Results: By integrating bioinformatics including WGCNA, PPI, and GeneMANIA, 7 hub genes were identified including NNMT, GDF15, ACSL1, DLD, NFE2L2, PARP1, and NR4A1. These hub genes have been validated in the validation set and clinical correlation analysis established a clear link between hub gene expression and renal function deterioration. ROC analysis demonstrated excellent diagnostic efficacy. GSEA indicated that these hub genes affect CKD progress or prognosis through the posttranscriptional modifications and transport of pathogenic factors, immune dysfunction, and cell cycle dysregulation. The CKD samples exhibited elevated levels of CD8+ T cells and M0 macrophages, while memory B cells, resting memory CD4+ T cells, Tregs, and resting mast cells showed decreased levels. Moreover, in vitro experiments revealed that NFE2L2, NNMT and GDF15 were upregulated in TGF-β1-treated HK-2 cells.
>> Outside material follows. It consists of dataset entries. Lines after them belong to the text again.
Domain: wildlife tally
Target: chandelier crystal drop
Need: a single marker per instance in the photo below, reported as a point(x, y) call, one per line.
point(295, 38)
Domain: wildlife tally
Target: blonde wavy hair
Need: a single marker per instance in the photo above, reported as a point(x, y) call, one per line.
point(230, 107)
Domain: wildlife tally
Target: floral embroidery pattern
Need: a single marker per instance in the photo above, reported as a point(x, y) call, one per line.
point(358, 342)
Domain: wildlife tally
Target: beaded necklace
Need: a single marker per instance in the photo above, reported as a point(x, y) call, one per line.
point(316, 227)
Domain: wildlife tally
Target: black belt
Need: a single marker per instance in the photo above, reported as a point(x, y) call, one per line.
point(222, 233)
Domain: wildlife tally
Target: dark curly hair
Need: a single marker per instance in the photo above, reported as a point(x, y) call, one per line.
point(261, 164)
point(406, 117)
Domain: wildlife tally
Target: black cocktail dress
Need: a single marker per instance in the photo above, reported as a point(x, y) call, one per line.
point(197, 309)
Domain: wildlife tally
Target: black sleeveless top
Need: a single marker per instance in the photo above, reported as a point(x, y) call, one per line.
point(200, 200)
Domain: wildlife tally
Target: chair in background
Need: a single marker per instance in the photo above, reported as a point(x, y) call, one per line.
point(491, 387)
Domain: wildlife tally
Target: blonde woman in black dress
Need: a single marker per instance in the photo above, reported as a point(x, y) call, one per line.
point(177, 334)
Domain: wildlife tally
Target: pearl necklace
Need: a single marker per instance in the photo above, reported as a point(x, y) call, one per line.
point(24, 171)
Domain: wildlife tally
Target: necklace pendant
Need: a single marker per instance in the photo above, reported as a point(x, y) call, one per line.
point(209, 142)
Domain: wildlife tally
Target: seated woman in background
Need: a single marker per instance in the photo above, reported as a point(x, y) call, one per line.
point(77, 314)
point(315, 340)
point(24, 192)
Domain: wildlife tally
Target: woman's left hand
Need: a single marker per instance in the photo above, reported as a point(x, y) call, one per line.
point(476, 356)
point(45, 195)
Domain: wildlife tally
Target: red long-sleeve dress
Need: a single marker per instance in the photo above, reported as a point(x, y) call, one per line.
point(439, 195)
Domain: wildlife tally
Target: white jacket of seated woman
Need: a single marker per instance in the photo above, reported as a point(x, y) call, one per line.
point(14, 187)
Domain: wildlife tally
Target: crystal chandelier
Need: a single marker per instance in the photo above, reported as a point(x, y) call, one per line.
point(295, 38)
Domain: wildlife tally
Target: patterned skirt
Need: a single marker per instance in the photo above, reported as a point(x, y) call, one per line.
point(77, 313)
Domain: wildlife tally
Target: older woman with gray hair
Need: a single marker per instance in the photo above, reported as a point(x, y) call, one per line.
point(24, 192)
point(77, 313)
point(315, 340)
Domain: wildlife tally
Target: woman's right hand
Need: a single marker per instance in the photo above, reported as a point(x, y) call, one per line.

Conclusion: Our study confirms NNMT, GDF15, ACSL1, DLD, NFE2L2, PARP1, and NR4A1 as significantly upregulated biomarkers associated with ferroptosis in CKD progression, suggesting their potential as novel targets for CKD diagnosis and treatment.
Keywords: bioinformatic analysis; biomarker; chronic kidney disease; ferroptosis.
© 2026 The Author(s). Immunity, Inflammation and Disease published by John Wiley & Sons Ltd.